Constructing the Hessian for a numerical ode solver
I'm working on a project where I need to find the Hessian $\boldsymbol{H}=\frac{\partial^2 \boldsymbol{q}_m}{\partial \boldsymbol{q}_0^2}\in \mathbb{R}^{n\times n \times n}$ of the function $\boldsymbol{q}_m=\boldsymbol{f}(\boldsymbol{q}_0)$, where $\boldsymbol{q}_i \in \mathbb{R}^n$. For the most easy case, the following scheme can be used to calculate $\boldsymbol{q}_{i+1}$:
$\boldsymbol{q}_{i+1} = \boldsymbol{f}_i(\boldsymbol{q}_{i}) = \boldsymbol{q}_{i} + h\boldsymbol{g}(\boldsymbol{q}_{i})$
where $\boldsymbol{q}_{i}$ is the state vector after the $i$th step, $h$ a constant and $\boldsymbol{g}(\boldsymbol{q}_{i})$ an analytic function $\boldsymbol{g}:\mathbb{R}^n \to \mathbb{R}^n$.
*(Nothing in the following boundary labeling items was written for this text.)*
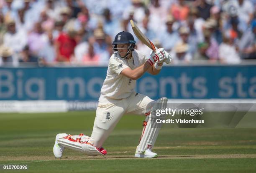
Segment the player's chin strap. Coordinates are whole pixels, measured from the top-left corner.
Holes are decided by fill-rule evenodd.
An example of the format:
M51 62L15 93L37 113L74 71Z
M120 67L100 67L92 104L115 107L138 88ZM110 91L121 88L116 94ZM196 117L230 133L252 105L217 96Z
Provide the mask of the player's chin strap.
M86 155L95 156L107 154L107 150L102 147L97 148L88 143L90 138L81 133L79 135L68 135L58 139L57 141L59 144L64 147L83 152Z
M116 48L116 47L117 46L115 45L113 48L113 50L114 50L114 53L115 54L116 56L118 53L119 53L119 56L122 59L127 59L127 57L128 57L128 56L129 56L130 54L131 53L132 51L133 51L134 50L134 44L133 44L133 43L130 43L130 45L127 48ZM127 52L126 52L125 54L125 56L124 57L122 57L120 55L120 53L118 52L118 49L128 49L128 51L127 51ZM117 56L116 56L117 57Z
M167 107L168 99L163 98L159 99L151 109L150 114L147 116L143 123L142 131L140 143L137 147L136 152L143 153L147 149L151 150L154 146L162 123L156 123L157 119L165 118L164 115L156 116L156 111L159 109L165 109Z

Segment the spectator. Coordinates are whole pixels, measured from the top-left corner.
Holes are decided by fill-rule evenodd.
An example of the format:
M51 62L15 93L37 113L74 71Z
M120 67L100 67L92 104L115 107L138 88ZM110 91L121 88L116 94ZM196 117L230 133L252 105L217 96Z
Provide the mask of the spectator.
M42 65L53 63L56 58L56 53L54 46L54 38L52 31L48 31L47 36L47 42L39 52L38 55L40 58L40 63Z
M99 65L100 60L100 54L95 52L93 45L90 44L88 48L87 53L83 57L83 62L87 65Z
M219 50L219 57L222 63L238 64L241 60L234 44L234 39L228 36L223 36L223 42Z
M150 15L149 16L149 26L155 32L163 30L163 26L166 21L168 16L168 9L171 1L168 0L168 5L165 4L163 0L152 0L148 7ZM156 25L159 23L159 25Z
M42 29L45 31L50 31L53 29L54 21L50 18L46 10L42 11L40 14L40 22Z
M140 23L145 16L144 8L142 0L131 0L132 5L128 7L123 13L123 18L127 19L130 14L130 12L133 11L134 13L134 20Z
M159 37L161 44L164 45L164 48L167 51L170 51L179 40L178 33L172 29L174 22L173 17L169 15L166 23L167 28L164 32L161 32Z
M188 45L188 52L193 55L197 50L197 45L198 41L196 35L191 35L189 29L184 26L182 26L179 30L180 40L178 43L186 43Z
M77 42L77 45L74 49L74 55L76 58L75 61L80 62L82 62L83 56L87 53L88 50L88 43L87 41L85 41L82 39L83 35L84 34L84 31L80 30L78 33L78 36L77 38L82 38L80 41Z
M198 10L199 16L205 20L210 17L210 10L212 5L206 2L206 0L197 0L197 8Z
M171 7L171 14L177 20L185 20L187 18L189 9L184 1L179 0Z
M220 15L220 9L217 6L213 6L211 8L210 13L210 20L216 23L216 25L214 26L214 31L212 35L216 39L218 44L220 45L222 42L222 29L223 26L223 21Z
M188 37L189 51L194 56L197 50L197 45L200 42L200 36L194 27L194 23L192 18L189 17L187 20L188 28L187 30L189 31Z
M38 65L38 58L33 55L30 51L29 47L26 45L21 52L21 59L20 63L33 63L33 65Z
M102 53L107 51L107 44L106 36L102 30L97 29L93 33L95 41L93 43L94 51L97 54Z
M4 16L0 12L0 45L3 42L3 36L6 32L6 27L5 24Z
M40 17L41 11L35 10L35 6L32 5L33 2L31 0L24 0L24 20L25 28L27 31L33 29L34 24L38 21Z
M66 0L66 3L71 10L71 18L77 18L78 13L81 12L81 8L74 5L73 0Z
M14 19L16 17L15 9L12 5L13 1L13 0L6 0L5 4L1 8L1 11L6 20Z
M199 42L204 41L204 36L202 28L205 20L204 19L199 16L198 10L196 8L192 8L189 12L189 25L191 31L194 30L192 29L192 26L195 28L197 36L197 40ZM193 25L192 25L193 24Z
M28 34L28 44L30 50L35 55L38 55L48 42L48 36L46 34L39 22L35 23L34 29Z
M56 60L59 62L69 62L73 57L77 43L74 39L77 34L74 28L68 28L67 33L61 33L54 43Z
M219 58L219 47L216 40L211 37L211 33L208 30L204 31L205 40L209 46L206 54L210 60L216 61Z
M209 45L206 42L202 42L198 44L198 51L194 56L194 60L209 60L209 58L206 53Z
M10 48L4 45L0 47L0 66L17 66L17 59L13 55L13 53Z
M54 27L52 31L52 35L54 39L55 39L63 31L64 23L62 21L56 21L54 23Z
M177 44L171 53L173 56L173 63L178 64L181 62L188 63L192 59L191 54L188 52L187 44L180 43Z
M239 43L242 59L256 59L256 20L251 23L251 28L245 33Z
M217 43L219 43L217 40L218 40L220 43L222 41L222 35L217 27L217 21L211 18L208 19L203 25L204 29L210 32L211 38L217 42Z
M115 34L120 30L118 20L112 19L110 11L108 8L104 9L103 15L104 18L103 25L104 32L112 37L115 37Z
M12 48L13 53L18 53L27 44L27 34L24 30L16 28L15 22L12 19L6 21L7 32L4 35L5 45Z

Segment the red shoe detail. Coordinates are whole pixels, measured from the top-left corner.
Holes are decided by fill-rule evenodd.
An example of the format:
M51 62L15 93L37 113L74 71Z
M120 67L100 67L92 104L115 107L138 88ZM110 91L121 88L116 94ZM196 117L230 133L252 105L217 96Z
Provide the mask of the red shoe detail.
M103 147L101 147L100 148L97 148L97 150L103 155L105 155L107 154L107 150L103 148Z
M146 115L146 116L148 116L148 115L149 115L149 114L150 114L150 113L151 113L151 111L149 111L149 112L146 112L146 113L145 113L145 115Z
M148 145L148 147L147 147L148 149L152 149L152 145Z

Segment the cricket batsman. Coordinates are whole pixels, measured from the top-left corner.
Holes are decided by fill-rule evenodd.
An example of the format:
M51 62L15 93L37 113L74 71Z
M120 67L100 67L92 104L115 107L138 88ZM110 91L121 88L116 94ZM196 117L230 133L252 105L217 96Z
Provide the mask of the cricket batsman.
M56 158L61 157L66 148L88 155L105 155L107 150L102 147L104 141L123 115L128 113L146 116L135 157L157 156L152 149L160 128L154 126L157 117L152 113L156 109L165 109L167 99L161 98L156 102L136 93L134 88L137 79L146 72L154 75L158 74L164 63L170 63L171 56L161 48L156 52L151 51L147 58L135 49L134 38L127 32L117 34L113 44L114 53L109 60L107 76L101 88L91 137L82 133L75 135L57 134L53 148Z

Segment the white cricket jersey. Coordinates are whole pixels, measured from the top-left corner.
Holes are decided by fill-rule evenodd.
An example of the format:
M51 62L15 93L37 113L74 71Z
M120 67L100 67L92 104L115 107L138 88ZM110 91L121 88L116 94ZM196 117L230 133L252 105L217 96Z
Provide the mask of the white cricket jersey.
M115 103L127 98L134 92L136 80L120 74L125 68L132 70L145 63L148 58L138 50L132 53L131 58L121 58L119 54L113 54L109 60L107 76L100 91L99 101L103 103Z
In my application it is relatively easy to find $\boldsymbol{H}_i=\frac{\partial^2 \boldsymbol{q}_{i+1}}{\partial \boldsymbol{q}_i^2}$ (for 1 solver step), but it's obvious that calculating the full Hessian $\boldsymbol{H} \in \mathbb{R}^{n\times n \times n}$ becomes rather cumbersome for large $m$.
I've already made quite some attempts to construct the full Hessian $\boldsymbol{H}$, by using the intermediate Hessians $\boldsymbol{H}_i$. As I'm not a mathematician though, I feel I lack some important insights to fully understand what's happpening. In the next paragraphs I'll write down how I want to assemble the full Hessian, but some parts are still vague and not fully understood by myself.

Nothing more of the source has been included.